Because your puny state is no match for the US, China or soon enough, India. Heck, even Russia in its current incarnation outmatches 80% of the EU countries.

That's it, it's that simple, conceptually.

It's basically the Articles of Confederation vs the Constitution of the United States.

Yes, it's not a pretty process, but the alternative is worse.

We can all live in La-La-Land and pretend we're hobbits living in the Shire ("Keep your nose out of trouble and no trouble will come to you") until reality comes crashing down.

If the end result is going to be that the EU turns into Russia or China under the pretext of standing up to them (because apparently building an opaque process that civil society can't keep up with to ram through authoritarian laws is what it takes to be competitive?), then I'd rather they cut out the extra steps and let the Russians/Chinese take over. At least then nobody would be telling me that what I got is the outcome of some sacred democratic process I am obliged to respect.

Why, then, is the supposed anti-US/China/India/Russia power bloc trying to pass laws to mandate absolute surveillance of all private communications? If the EU is going to continue attempting to legislate away people's freedoms for purposes that are completely out of scope for the reason it exists, then the natural result is that people will turn on the EU. There is little purpose in staving off the surrendering of independence to US/China if the process entails surrendering even more freedom than they would demand to the EU, all the more so when the EU already rolls over to the US/China on almost everything anyways. I am supportive of a pan-European unification in theory, but if the result looks anything like this, no wonder people are disillusioned with the European project.
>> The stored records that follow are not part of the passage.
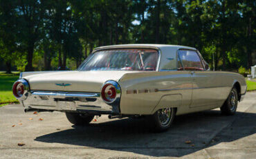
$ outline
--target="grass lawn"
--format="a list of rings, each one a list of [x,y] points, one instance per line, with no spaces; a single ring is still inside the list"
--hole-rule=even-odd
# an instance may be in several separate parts
[[[13,83],[19,78],[19,73],[5,74],[0,72],[0,106],[9,103],[19,103],[12,95]]]
[[[246,80],[247,91],[256,90],[256,82]]]
[[[0,72],[0,106],[10,103],[19,103],[12,95],[13,83],[19,78],[19,73],[5,74]],[[256,91],[256,82],[246,80],[247,91]]]

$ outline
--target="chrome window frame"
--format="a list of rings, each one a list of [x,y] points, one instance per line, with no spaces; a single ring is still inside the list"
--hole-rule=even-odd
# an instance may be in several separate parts
[[[141,47],[138,47],[138,46],[130,46],[130,47],[128,47],[128,46],[125,46],[125,47],[113,47],[113,48],[97,48],[97,49],[95,49],[93,50],[91,53],[87,57],[87,58],[86,59],[84,59],[84,61],[81,64],[81,65],[78,67],[77,68],[77,71],[82,71],[82,70],[80,70],[80,68],[81,68],[81,66],[82,64],[84,64],[86,61],[89,60],[89,57],[91,57],[92,55],[95,53],[96,52],[98,51],[102,51],[102,50],[113,50],[113,49],[153,49],[153,50],[156,50],[156,52],[158,53],[158,59],[157,59],[157,64],[156,64],[156,70],[155,71],[145,71],[145,72],[150,72],[150,71],[155,71],[155,72],[158,72],[159,71],[159,66],[160,66],[160,60],[161,60],[161,50],[158,47],[154,47],[154,46],[141,46]],[[107,71],[111,71],[110,70],[106,70]],[[133,71],[129,71],[129,70],[122,70],[124,71],[134,71],[134,70]]]
[[[197,56],[199,57],[199,59],[200,59],[200,62],[201,62],[201,65],[202,65],[202,66],[203,66],[203,71],[205,71],[205,66],[204,66],[204,65],[203,65],[203,62],[202,62],[202,59],[201,58],[200,55],[199,55],[199,50],[198,50],[189,49],[189,48],[179,48],[179,49],[178,49],[178,50],[177,50],[177,52],[176,52],[177,55],[178,55],[178,57],[179,57],[179,50],[192,50],[192,51],[196,52],[196,53]],[[182,61],[181,61],[181,64],[182,64],[182,66],[183,66],[183,71],[188,71],[188,70],[185,70],[185,68],[184,68],[184,66],[183,66],[184,65],[183,65],[183,62],[182,62]],[[177,71],[178,71],[178,62],[177,62]],[[196,71],[203,71],[196,70]]]

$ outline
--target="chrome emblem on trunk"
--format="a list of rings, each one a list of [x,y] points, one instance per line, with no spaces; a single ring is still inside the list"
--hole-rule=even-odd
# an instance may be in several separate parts
[[[65,84],[65,83],[60,83],[60,84],[55,84],[59,86],[68,86],[70,85],[72,85],[72,84]]]

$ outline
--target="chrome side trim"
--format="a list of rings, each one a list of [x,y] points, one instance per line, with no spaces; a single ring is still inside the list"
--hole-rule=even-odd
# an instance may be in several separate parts
[[[48,95],[66,97],[98,97],[98,93],[78,93],[78,92],[53,92],[53,91],[31,91],[34,95]]]
[[[159,89],[159,91],[168,91],[174,90],[186,90],[186,89],[205,89],[205,88],[216,88],[226,86],[208,86],[208,87],[196,87],[196,88],[172,88],[172,89]]]
[[[187,90],[187,89],[205,89],[205,88],[221,88],[226,86],[209,86],[209,87],[197,87],[197,88],[172,88],[172,89],[140,89],[140,90],[127,90],[127,94],[138,94],[141,93],[154,93],[158,91],[171,91],[177,90]]]

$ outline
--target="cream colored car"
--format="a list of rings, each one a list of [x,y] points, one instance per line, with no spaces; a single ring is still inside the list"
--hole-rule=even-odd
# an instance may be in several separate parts
[[[191,47],[109,46],[95,48],[77,71],[21,73],[12,91],[25,111],[65,112],[74,124],[102,114],[145,116],[164,131],[175,115],[216,108],[235,113],[244,77],[208,67]]]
With friends like the EU, who needs enemies?

  • Every government has abhorrent proposals. This is a PROPOSAL.

    Then proposals maybe turn into laws, through a complex process. We are HERE.

    A good government doesn't have many with abhorrent LAWS.

    • I understand that it is not currently law. I also understand that the EU has been dedicated to this road of eroding citizen privacy for decades, constantly trying to pass more and more egregious legislation. For example, the Data Retention Directive of 2006 was abhorrent law. After 8 years in force, it was struck down by the ECJ, which would be somewhat reassuring if not for the fact that the EU appears to consider the ECJ a thorn in its side that it seeks to undermine at every turn. I have very little faith that this will not eventually become abhorrent law given the persistence with which the EU pursues becoming a surveillance state.